Malagò e il futuro della Federazione: fiducia e aspettative
Durante l’intervista con Valter De Maggio, Corrado ha espresso grande stima per Giovanni Malagò, sottolineando il suo curriculum e la sua esperienza come elementi fondamentali per guidare la federazione verso una nuova fase. “Credo che nessuno possa mettere in dubbio le qualità e le esperienze di Malagò nel poter essere un eccellente presidente della federazione”, ha dichiarato Corrado. Tuttavia, il presidente del Pisa ha anche evidenziato come il vero nodo sia la capacità di realizzare ciò che i predecessori non sono riusciti a portare a termine. Secondo Corrado, la federazione deve tornare a mettere il calcio giocato al centro del sistema, superando una visione troppo burocratica e poco orientata allo sviluppo industriale del settore. Il presidente ha ricordato come, negli ultimi quindici anni, il calcio italiano abbia perso terreno rispetto alle altre nazioni europee, sia in termini di risultati che di crescita economica e strutturale.
Giovani e riforme: la necessità di un nuovo modello
Uno dei temi centrali affrontati da Corrado è stato quello delle riforme, in particolare per quanto riguarda il settore giovanile. “Abbiamo bisogno di far giocare giovani, abbiamo bisogno che competano in campionati importanti”, ha affermato il presidente del Pisa. Corrado ha criticato le analisi troppo semplicistiche che attribuiscono le difficoltà del calcio italiano solo a questioni tattiche o alla presenza di troppi stranieri nei campionati. Secondo lui, il problema è più profondo e riguarda la mancanza di un sistema che favorisca la crescita dei talenti e la generazione di valore. Corrado ha sottolineato come sia fondamentale creare le condizioni affinché i giovani possano emergere e competere ad alti livelli, seguendo l’esempio dei principali paesi europei. Solo così, secondo il presidente, sarà possibile invertire la tendenza negativa che ha portato l’Italia a mancare la qualificazione ai Mondiali per tre edizioni consecutive.
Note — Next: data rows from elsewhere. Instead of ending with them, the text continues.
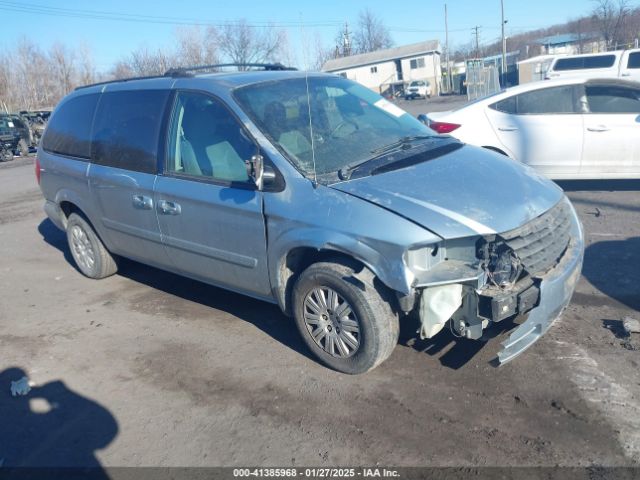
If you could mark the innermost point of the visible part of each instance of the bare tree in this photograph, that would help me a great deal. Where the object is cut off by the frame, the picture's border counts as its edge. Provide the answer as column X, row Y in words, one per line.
column 242, row 43
column 371, row 34
column 197, row 46
column 86, row 68
column 322, row 55
column 143, row 62
column 610, row 17
column 62, row 68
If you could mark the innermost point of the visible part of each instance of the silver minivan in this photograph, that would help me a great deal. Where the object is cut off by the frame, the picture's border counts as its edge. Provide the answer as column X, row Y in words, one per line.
column 312, row 192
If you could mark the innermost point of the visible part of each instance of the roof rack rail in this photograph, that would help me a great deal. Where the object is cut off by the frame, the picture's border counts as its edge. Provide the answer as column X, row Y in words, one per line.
column 187, row 71
column 128, row 79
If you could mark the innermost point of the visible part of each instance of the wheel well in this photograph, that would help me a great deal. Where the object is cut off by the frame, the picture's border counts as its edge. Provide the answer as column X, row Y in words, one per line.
column 495, row 149
column 68, row 208
column 298, row 259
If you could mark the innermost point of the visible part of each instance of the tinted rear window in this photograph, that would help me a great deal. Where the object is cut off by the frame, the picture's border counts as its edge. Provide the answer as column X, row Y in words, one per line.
column 613, row 99
column 127, row 128
column 69, row 131
column 546, row 101
column 585, row 63
column 634, row 60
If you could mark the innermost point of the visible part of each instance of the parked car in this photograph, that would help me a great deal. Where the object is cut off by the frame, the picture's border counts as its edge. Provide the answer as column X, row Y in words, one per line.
column 617, row 64
column 37, row 120
column 565, row 129
column 9, row 139
column 315, row 193
column 418, row 89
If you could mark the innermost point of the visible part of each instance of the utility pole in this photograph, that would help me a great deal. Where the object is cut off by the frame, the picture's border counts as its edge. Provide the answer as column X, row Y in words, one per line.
column 346, row 41
column 504, row 46
column 446, row 29
column 476, row 30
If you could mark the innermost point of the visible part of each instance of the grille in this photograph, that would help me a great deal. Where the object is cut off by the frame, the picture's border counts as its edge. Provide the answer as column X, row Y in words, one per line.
column 541, row 243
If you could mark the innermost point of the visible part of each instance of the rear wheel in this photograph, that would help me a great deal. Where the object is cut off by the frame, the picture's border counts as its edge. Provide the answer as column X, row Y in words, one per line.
column 23, row 148
column 344, row 318
column 6, row 155
column 91, row 256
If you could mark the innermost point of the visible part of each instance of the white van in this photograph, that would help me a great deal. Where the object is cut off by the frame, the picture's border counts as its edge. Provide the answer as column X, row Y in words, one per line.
column 620, row 63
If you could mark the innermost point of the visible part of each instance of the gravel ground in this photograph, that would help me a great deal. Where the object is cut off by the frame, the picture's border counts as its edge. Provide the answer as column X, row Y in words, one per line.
column 146, row 368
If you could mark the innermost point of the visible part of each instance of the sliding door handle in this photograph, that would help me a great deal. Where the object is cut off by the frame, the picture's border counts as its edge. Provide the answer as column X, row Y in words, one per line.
column 169, row 208
column 142, row 202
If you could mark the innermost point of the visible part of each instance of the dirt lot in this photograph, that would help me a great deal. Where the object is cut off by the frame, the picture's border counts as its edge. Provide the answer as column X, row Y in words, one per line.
column 147, row 368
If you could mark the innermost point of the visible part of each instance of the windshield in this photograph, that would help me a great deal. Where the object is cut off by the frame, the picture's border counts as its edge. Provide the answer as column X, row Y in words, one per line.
column 342, row 123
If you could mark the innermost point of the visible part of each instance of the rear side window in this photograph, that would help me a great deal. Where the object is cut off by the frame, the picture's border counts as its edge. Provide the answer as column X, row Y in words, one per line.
column 612, row 99
column 127, row 129
column 546, row 101
column 585, row 63
column 69, row 130
column 634, row 60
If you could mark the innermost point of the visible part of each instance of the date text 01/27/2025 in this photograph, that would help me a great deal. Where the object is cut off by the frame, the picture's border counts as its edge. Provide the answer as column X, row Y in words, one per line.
column 316, row 472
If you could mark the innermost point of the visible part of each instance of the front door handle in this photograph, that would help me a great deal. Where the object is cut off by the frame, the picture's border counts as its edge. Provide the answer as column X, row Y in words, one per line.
column 169, row 208
column 142, row 202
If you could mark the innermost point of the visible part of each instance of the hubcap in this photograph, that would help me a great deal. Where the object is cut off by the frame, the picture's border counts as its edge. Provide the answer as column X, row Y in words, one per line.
column 82, row 248
column 331, row 322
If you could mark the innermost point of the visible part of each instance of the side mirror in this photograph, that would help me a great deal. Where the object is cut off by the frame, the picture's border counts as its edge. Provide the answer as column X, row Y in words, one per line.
column 261, row 174
column 255, row 170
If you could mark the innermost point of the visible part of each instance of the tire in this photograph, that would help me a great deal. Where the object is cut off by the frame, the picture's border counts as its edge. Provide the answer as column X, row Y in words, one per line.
column 6, row 155
column 23, row 148
column 85, row 245
column 369, row 332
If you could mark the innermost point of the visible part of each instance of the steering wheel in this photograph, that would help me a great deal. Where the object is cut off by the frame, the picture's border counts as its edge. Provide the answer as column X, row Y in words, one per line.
column 341, row 125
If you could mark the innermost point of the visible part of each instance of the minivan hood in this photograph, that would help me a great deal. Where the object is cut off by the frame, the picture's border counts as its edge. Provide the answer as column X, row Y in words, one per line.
column 471, row 191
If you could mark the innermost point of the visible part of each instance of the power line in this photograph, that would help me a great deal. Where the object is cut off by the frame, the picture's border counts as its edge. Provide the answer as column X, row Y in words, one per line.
column 476, row 30
column 137, row 18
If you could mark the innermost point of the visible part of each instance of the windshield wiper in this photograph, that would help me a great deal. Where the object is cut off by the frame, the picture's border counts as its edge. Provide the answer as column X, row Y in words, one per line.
column 404, row 143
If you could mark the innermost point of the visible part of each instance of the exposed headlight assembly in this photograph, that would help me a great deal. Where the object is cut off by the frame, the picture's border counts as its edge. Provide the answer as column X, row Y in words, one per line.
column 500, row 263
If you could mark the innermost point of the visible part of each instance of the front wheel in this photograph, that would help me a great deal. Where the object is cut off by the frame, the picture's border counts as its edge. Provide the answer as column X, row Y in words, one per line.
column 344, row 318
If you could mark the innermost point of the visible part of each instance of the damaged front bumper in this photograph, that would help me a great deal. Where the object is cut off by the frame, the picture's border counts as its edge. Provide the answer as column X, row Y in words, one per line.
column 467, row 299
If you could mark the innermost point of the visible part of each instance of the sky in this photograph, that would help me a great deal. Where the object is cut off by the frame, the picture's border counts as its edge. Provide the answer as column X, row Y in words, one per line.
column 133, row 24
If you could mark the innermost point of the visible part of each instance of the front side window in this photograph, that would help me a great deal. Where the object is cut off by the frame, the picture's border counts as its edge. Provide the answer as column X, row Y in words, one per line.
column 416, row 63
column 546, row 101
column 322, row 124
column 69, row 130
column 613, row 99
column 206, row 141
column 127, row 129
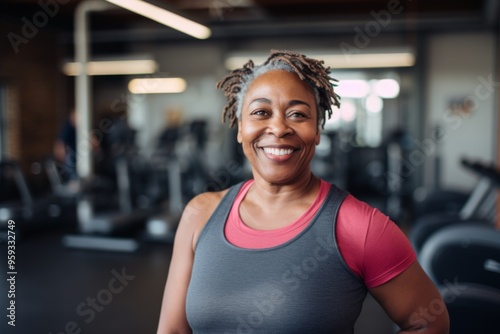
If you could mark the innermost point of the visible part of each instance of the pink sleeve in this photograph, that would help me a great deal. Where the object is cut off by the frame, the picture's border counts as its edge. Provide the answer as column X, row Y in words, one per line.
column 372, row 246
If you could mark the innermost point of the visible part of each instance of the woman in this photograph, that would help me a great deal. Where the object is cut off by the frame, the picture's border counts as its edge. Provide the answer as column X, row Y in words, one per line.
column 286, row 252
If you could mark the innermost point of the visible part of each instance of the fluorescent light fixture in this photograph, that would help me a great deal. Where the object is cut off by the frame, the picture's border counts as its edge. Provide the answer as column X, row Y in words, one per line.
column 372, row 60
column 353, row 88
column 337, row 61
column 157, row 85
column 348, row 111
column 112, row 67
column 374, row 104
column 386, row 88
column 165, row 17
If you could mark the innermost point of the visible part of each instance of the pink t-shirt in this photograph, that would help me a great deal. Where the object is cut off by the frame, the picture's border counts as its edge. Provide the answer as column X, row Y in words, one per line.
column 372, row 246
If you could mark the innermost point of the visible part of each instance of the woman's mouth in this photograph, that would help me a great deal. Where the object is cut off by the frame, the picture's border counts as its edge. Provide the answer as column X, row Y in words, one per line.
column 278, row 151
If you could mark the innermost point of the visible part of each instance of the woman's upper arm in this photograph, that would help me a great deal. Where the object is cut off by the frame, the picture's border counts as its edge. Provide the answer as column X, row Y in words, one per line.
column 173, row 310
column 413, row 302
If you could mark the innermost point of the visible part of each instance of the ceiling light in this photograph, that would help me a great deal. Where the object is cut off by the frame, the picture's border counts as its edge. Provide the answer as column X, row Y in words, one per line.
column 386, row 88
column 369, row 60
column 336, row 61
column 165, row 17
column 374, row 104
column 157, row 85
column 112, row 67
column 353, row 88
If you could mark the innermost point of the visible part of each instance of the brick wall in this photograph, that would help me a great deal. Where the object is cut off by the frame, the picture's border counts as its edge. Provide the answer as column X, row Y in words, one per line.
column 34, row 104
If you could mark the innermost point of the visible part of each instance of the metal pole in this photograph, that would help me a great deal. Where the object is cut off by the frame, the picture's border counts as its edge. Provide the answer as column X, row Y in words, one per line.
column 83, row 94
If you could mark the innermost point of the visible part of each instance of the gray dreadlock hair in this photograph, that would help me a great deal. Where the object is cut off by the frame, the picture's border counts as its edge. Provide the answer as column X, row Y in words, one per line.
column 312, row 71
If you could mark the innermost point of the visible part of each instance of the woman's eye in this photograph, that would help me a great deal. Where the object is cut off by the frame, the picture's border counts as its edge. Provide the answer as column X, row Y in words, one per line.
column 259, row 112
column 298, row 114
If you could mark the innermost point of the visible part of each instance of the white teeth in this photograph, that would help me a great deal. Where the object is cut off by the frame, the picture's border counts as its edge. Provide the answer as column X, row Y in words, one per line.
column 277, row 151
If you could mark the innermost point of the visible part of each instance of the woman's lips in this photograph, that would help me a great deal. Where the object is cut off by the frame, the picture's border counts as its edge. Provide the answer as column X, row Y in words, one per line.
column 279, row 154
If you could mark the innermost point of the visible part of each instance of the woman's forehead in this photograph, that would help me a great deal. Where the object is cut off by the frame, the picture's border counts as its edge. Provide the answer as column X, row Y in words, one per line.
column 281, row 81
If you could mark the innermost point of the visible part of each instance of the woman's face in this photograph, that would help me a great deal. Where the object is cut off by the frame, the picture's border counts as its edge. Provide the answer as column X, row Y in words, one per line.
column 278, row 128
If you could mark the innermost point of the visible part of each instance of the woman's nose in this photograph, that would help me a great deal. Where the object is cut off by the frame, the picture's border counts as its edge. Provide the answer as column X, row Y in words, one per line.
column 279, row 126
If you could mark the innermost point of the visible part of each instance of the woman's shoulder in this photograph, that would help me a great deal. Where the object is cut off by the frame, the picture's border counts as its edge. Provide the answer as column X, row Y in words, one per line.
column 198, row 211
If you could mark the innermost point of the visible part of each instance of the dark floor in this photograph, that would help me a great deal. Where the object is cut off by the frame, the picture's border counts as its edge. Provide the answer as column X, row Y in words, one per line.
column 56, row 286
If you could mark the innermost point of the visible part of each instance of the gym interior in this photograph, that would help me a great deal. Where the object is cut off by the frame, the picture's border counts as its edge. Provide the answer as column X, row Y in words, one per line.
column 97, row 165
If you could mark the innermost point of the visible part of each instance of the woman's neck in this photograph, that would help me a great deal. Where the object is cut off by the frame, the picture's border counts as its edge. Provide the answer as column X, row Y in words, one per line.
column 277, row 194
Riduzione delle squadre in Serie A: una soluzione da valutare
Nel corso della trasmissione, è stato affrontato anche il tema della possibile riduzione del numero di squadre in Serie A. Corrado ha adottato una posizione equilibrata, dichiarando: “Io non sono né favorevole né contrario ma quando sento esprimere queste soluzioni di problemi senza aver identificato i problemi, questo a cosa serve?”. Il presidente del Pisa ha invitato a riflettere sulle reali esigenze del sistema calcio, sottolineando che ogni riforma dovrebbe essere preceduta da un’analisi approfondita dei problemi strutturali. Secondo Corrado, la priorità deve essere quella di garantire ai giovani la possibilità di giocare e crescere in campionati competitivi, piuttosto che adottare soluzioni affrettate che rischiano di non affrontare le cause profonde delle difficoltà del calcio italiano. La sua posizione invita quindi a un confronto serio e costruttivo tra tutte le componenti del sistema, per individuare le strategie più efficaci per il rilancio del movimento calcistico nazionale.